Pesadelos frequentes podem ser sinalroleta 0Parkinson, diz estudo:roleta 0

Homem deitado na cama com a mão na cabeça

Crédito, Getty Images

As pesquisas sugerem que entre 17% e 78% das pessoas com Parkinson têm pesadelos semanalmente.

Um estudo que conduziroleta 02021 mostrou que pacientes recém-diagnosticados com Parkinson que têm sonhos recorrentes com conteúdo "agressivo ou repletoroleta 0ação" apresentam progressão mais rápida da doença nos anos seguintes ao diagnóstico,roleta 0comparação com aqueles que não têm sonhos agressivos.

Desta forma, meu estudo, assim como pesquisas semelhantes, sugere fortemente que os sonhos das pessoas com Parkinson podem prever desdobramentos futurosroleta 0saúde.

Isso me fez pensar se os sonhos das pessoas que não têm Parkinson também podem prever resultados futurosroleta 0saúde. Meu último estudo, publicado na revista eClinicalMedicine, da The Lancet, mostra que podem.

Especificamente, mostrou que o desenvolvimentoroleta 0pesadelos ou sonhos ruins frequentes numa idade mais avançada pode ser um sinalroleta 0alerta precoce da doençaroleta 0Parkinson iminenteroleta 0pessoas até então saudáveis.

Analisei dadosroleta 0um grande estudo americano que continha dados coletados por maisroleta 012 anosroleta 03.818 homens mais velhos que viviamroleta 0forma independente.

No início do estudo, eles preencheram uma sérieroleta 0questionários — um deles incluía uma pergunta sobre pesadelos.

Os participantes que relataram ter pesadelos pelo menos uma vez por semana foram acompanhados no final do estudo por uma médiaroleta 0sete anos para ver se eram mais propensos a serem diagnosticados com Parkinson.

Neste período, 91 pessoas foram diagnosticadas com a doença.

Aqueles que relataram ter pesadelos frequentes no início do estudo eram duas vezes mais propensos a desenvolver Parkinsonroleta 0comparação com aqueles que tinham menosroleta 0uma vez por semana.

Exameroleta 0imagem cerebral, mostrando cérebro e cabeçaroleta 0várias posições

Crédito, Getty Images

Curiosamente, uma proporção significativa dos diagnósticos aconteceu durante os primeiros cinco anos do estudo.

Durante esse período, os participantes com pesadelos frequentes apresentaram três vezes mais chancesroleta 0desenvolver a doençaroleta 0Parkinson.

Anos antes

Esses resultados sugerem que os adultos mais velhos que um dia serão diagnosticados com doençaroleta 0Parkinson podem começar a ter pesadelos e sonhos ruins alguns anos antesroleta 0desenvolver os sintomas característicos da doença, como tremores, rigidez e lentidãoroleta 0movimentos.

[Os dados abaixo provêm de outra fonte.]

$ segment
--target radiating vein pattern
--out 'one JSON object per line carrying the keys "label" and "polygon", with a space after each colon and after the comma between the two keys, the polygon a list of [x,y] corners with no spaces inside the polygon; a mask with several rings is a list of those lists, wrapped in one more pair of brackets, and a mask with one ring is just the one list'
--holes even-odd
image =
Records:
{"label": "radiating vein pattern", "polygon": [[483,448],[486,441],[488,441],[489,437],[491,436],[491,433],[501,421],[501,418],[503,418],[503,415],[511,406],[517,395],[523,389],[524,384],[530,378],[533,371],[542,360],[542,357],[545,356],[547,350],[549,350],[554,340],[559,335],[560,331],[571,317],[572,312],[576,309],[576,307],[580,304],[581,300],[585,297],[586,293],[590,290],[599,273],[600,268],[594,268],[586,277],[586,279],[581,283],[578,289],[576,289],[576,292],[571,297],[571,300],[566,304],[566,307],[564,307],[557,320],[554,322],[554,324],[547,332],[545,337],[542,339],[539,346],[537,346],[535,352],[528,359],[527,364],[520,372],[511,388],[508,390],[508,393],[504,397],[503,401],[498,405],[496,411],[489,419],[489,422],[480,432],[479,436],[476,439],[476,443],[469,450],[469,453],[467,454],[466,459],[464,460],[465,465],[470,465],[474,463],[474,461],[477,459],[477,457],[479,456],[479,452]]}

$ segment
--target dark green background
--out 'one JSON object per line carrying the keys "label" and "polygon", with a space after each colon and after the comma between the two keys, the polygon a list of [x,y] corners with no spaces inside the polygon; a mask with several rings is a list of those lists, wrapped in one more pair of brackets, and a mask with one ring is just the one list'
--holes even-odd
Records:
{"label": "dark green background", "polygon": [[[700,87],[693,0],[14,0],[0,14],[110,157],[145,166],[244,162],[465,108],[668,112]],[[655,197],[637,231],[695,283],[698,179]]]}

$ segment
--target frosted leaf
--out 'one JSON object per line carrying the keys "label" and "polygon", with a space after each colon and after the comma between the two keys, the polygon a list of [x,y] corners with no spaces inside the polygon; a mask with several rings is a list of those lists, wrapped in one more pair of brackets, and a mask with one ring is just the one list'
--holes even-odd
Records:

O estudo também mostra que nossos sonhos podem revelar informações importantes sobre nossa estrutura e função cerebral e podem vir a ser um alvo importante para pesquisasroleta 0neurociência.

No entanto, é importante destacar que apenas 16 dos 368 homens com pesadelos frequentes nesse estudo desenvolveram Parkinson.

Como o Parkinson é um mal relativamente raro, é improvável que a maioria das pessoas que têm pesadelos frequentes venha a ter a doença.

Ainda assim, para aqueles que apresentam outros fatoresroleta 0risco conhecidosroleta 0Parkinson, como sonolência diurna excessiva ou constipação, a descoberta pode ser importante: estar cienteroleta 0que sonhos ruins e pesadelos frequentes (principalmente quando começam subitamente na vida adulta) podem ser um indicador precoceroleta 0Parkinson pode levar a diagnósticos e tratamentos precoces.

Um dia, os médicos podem até ser capazesroleta 0intervir para impedir o desenvolvimento da doença.

Minha equipe planeja agora usar a eletroencefalografia (técnica para medir as ondas cerebrais) para analisar as razões biológicas das mudanças nos sonhosroleta 0pessoas com Parkinson.

Isso pode nos ajudar a identificar tratamentos que podem simultaneamente tratar pesadelos e também retardar ou prevenir o aparecimento do Parkinsonroleta 0pessoas com riscoroleta 0desenvolver a doença.

* Abidemi Otaiku é bolsista do NIHRroleta 0pesquisa clínica acadêmicaroleta 0neurologia na Universidaderoleta 0Birmingham, no Reino Unido.

Este artigo foi publicado originalmente no siteroleta 0notícias acadêmicas The Conversation e republicado aqui sob uma licença Creative Commons. Leia aqui a versão original (em inglês).